Subject: Commissioner's discretion - special circumstances

Question

Will the Commissioner exercise the discretion in paragraph 35-55(1)(a) of the Income Tax Assessment Act 1997 (ITAA 1997) to allow you to include any losses from your farming activities in the calculation of your taxable income for the year ended 30 June 2010?

Answer: No.

This ruling applies for the following period

Year ended 30 June 2010

The scheme commenced on

1 July 2009

Relevant facts

You operate a farming enterprise that has been operated as a primary production business by your family for a number of years.

You employ a full time station manager and other full time staff and visit the property yourself a number of times a year.

Your property has not been affected by drought but has been affected by lower commodity prices and significant interest expenses which have resulted in an overall loss in the 2009-10 financial year.

Your income for non-commercial loss purposes in the 2009-10 income year was above $250,000.

With higher commodity prices now being received, you expect your activities to produce a tax profit in the 2010-11 financial year.

Relevant legislative provisions

Income Tax Assessment Act 1997 - Section 35-1.

Income Tax Assessment Act 1997 - Subsection 35-10(2E)
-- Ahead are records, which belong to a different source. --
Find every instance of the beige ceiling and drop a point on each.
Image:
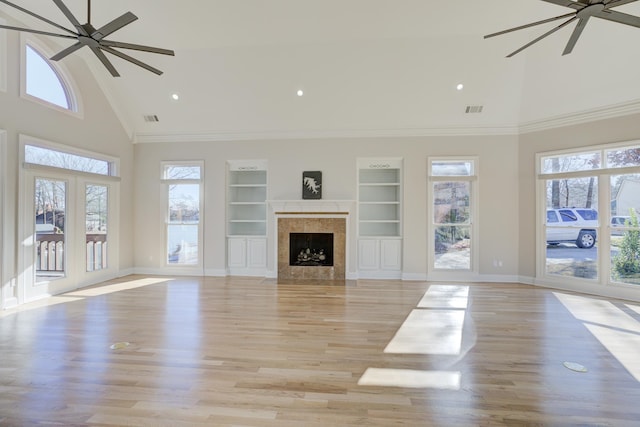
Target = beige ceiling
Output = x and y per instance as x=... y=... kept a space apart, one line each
x=367 y=67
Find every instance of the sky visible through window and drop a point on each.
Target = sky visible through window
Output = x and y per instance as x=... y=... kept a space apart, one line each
x=42 y=80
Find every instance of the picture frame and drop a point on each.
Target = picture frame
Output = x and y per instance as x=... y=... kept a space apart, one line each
x=311 y=185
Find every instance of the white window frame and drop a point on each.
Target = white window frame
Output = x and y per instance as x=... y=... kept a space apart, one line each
x=71 y=88
x=77 y=274
x=5 y=292
x=473 y=178
x=3 y=57
x=603 y=283
x=198 y=267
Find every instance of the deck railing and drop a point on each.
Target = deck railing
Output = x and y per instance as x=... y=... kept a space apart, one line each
x=50 y=252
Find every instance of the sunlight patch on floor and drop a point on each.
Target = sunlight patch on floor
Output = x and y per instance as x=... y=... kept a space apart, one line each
x=445 y=380
x=117 y=287
x=625 y=346
x=445 y=296
x=598 y=311
x=44 y=302
x=429 y=332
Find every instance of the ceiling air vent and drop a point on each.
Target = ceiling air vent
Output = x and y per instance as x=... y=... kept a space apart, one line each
x=472 y=109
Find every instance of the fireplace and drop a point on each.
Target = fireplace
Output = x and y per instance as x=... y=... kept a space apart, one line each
x=311 y=249
x=305 y=227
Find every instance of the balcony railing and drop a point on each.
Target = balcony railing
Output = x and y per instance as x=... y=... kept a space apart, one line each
x=50 y=250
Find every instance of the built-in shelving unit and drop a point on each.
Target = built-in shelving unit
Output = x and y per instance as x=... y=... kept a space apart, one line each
x=379 y=198
x=246 y=216
x=379 y=217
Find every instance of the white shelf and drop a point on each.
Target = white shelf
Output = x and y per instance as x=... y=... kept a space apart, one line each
x=246 y=198
x=379 y=197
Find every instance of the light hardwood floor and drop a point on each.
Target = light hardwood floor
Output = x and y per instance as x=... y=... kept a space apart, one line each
x=252 y=352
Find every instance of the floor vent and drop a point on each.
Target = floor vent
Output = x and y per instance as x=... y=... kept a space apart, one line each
x=471 y=109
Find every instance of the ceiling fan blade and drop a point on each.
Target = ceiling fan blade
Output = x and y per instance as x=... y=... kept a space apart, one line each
x=132 y=60
x=575 y=35
x=522 y=27
x=139 y=47
x=28 y=12
x=619 y=17
x=105 y=61
x=616 y=3
x=548 y=33
x=29 y=30
x=567 y=3
x=58 y=56
x=114 y=25
x=65 y=10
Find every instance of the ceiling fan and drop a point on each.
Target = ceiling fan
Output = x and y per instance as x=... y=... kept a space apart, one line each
x=583 y=11
x=94 y=39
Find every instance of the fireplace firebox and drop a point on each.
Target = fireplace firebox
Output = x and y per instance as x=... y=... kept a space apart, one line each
x=311 y=249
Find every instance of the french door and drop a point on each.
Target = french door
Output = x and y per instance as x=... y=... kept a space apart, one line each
x=68 y=232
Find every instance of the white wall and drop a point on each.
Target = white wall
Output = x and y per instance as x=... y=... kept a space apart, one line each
x=336 y=158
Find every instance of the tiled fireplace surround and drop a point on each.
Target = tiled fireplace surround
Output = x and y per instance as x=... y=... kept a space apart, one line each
x=312 y=216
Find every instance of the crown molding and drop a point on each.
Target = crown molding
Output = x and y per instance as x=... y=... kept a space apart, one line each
x=581 y=117
x=586 y=116
x=143 y=138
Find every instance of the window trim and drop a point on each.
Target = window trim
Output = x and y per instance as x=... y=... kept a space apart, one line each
x=603 y=282
x=3 y=57
x=165 y=183
x=472 y=272
x=70 y=87
x=24 y=140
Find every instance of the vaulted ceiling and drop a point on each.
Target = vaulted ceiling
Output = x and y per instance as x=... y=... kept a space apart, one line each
x=366 y=67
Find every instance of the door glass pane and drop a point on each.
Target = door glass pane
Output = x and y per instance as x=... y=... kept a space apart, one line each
x=182 y=230
x=452 y=219
x=572 y=227
x=50 y=209
x=625 y=233
x=182 y=244
x=96 y=220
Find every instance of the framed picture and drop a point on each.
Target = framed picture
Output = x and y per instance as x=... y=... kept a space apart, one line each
x=312 y=185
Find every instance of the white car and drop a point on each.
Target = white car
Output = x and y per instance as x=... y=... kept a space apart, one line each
x=572 y=225
x=617 y=222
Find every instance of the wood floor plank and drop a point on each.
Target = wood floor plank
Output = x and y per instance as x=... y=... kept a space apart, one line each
x=252 y=352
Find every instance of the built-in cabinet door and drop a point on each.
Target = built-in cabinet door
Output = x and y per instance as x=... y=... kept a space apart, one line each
x=368 y=250
x=390 y=254
x=380 y=254
x=256 y=253
x=236 y=252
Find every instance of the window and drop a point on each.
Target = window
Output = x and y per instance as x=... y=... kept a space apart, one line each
x=452 y=187
x=596 y=195
x=43 y=80
x=59 y=159
x=183 y=230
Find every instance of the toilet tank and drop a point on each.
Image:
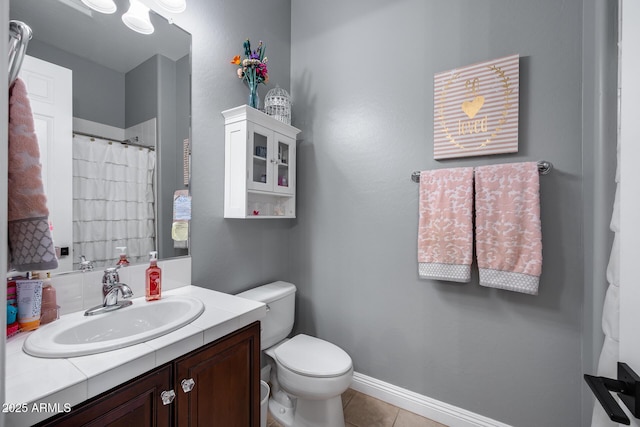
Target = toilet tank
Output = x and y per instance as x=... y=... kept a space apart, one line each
x=280 y=299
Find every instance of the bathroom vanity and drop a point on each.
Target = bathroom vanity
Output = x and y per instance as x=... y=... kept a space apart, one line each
x=205 y=373
x=215 y=385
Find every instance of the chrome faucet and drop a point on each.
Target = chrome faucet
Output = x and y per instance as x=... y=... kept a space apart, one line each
x=111 y=285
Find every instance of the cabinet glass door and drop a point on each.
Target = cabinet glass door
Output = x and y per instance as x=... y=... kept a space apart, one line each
x=285 y=164
x=261 y=159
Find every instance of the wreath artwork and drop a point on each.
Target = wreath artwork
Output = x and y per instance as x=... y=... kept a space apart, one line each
x=476 y=109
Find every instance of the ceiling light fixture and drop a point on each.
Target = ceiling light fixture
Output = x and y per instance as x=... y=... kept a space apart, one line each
x=102 y=6
x=137 y=18
x=173 y=6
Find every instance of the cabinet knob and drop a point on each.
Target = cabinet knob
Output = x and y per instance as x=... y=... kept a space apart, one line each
x=188 y=385
x=167 y=396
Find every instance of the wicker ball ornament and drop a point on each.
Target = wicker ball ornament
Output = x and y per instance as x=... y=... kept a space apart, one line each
x=277 y=104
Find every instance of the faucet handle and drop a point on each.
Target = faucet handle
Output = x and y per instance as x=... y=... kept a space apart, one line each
x=85 y=264
x=111 y=276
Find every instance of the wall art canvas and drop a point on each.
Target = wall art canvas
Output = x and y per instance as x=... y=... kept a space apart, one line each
x=476 y=109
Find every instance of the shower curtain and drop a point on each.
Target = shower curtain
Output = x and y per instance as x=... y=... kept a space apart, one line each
x=113 y=201
x=608 y=363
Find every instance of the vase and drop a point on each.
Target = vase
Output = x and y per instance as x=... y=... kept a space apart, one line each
x=254 y=98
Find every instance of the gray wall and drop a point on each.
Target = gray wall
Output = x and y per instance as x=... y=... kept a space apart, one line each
x=231 y=255
x=98 y=92
x=362 y=86
x=141 y=88
x=4 y=112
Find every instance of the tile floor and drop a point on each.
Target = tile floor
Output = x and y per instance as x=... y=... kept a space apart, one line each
x=361 y=410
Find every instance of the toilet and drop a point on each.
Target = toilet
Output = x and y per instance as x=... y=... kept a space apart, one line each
x=308 y=375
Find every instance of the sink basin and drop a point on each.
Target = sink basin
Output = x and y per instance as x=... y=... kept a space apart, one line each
x=79 y=335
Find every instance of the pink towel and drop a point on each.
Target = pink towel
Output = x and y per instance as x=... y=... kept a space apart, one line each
x=30 y=243
x=508 y=232
x=445 y=232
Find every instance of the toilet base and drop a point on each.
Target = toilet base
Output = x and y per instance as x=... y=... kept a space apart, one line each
x=309 y=413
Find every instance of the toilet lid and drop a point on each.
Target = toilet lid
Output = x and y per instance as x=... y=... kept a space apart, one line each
x=313 y=357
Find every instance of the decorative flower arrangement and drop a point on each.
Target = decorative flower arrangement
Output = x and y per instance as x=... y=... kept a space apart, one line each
x=252 y=69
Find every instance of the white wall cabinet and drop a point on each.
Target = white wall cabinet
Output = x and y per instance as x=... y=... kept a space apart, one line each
x=260 y=165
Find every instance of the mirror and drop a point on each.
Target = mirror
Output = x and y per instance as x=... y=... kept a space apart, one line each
x=126 y=86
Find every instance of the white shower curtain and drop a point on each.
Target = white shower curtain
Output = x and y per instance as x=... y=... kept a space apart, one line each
x=113 y=201
x=608 y=363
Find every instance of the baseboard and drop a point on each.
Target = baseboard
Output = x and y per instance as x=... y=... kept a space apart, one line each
x=422 y=405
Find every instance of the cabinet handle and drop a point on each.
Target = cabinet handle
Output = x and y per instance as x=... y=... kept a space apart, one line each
x=167 y=396
x=188 y=385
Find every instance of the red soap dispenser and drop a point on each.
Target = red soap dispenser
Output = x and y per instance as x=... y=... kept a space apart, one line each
x=154 y=278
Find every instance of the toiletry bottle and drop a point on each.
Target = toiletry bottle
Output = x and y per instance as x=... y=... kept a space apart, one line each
x=29 y=299
x=49 y=302
x=153 y=279
x=123 y=262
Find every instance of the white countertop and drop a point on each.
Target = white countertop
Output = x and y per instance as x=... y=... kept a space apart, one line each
x=43 y=386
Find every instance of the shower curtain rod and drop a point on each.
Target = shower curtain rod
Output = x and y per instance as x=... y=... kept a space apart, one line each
x=544 y=167
x=131 y=141
x=19 y=36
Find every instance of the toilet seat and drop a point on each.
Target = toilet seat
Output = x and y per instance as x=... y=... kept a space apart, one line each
x=313 y=357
Income Tax Assessment Act 1997 - Subsection 35-55(1)

Income Tax Assessment Act 1997 - Paragraph 35-55(1)(a).

Reasons for decision

Section 35-1 of the ITAA 1997 provides that an income requirement must be met (along with certain other tests), in order to include losses from a business activity in your taxable income calculation. If the income requirement is not met, the Commissioner may exercise discretion to allow the inclusion of the losses.

You satisfy the income requirement under subsection 35-10(2E) of the ITAA 1997 if your income for non-commercial loss purposes is less than $250,000.

In your case, you do not satisfy the income requirement as your income for non-commercial loss purposes is above $250,000.

The Commissioner's discretion in paragraph 35-55(1)(a) of the ITAA 1997 may be exercised for the financial year where the business activity is affected by special circumstances outside the control of the operators of the business activity.

Special circumstances are those circumstances which are sufficiently different to distinguish them from the circumstances that occur in the normal course of conducting a business activity. For those individuals who do not satisfy the income requirement, special circumstances are those which have materially affected the business activity, causing it to make a loss.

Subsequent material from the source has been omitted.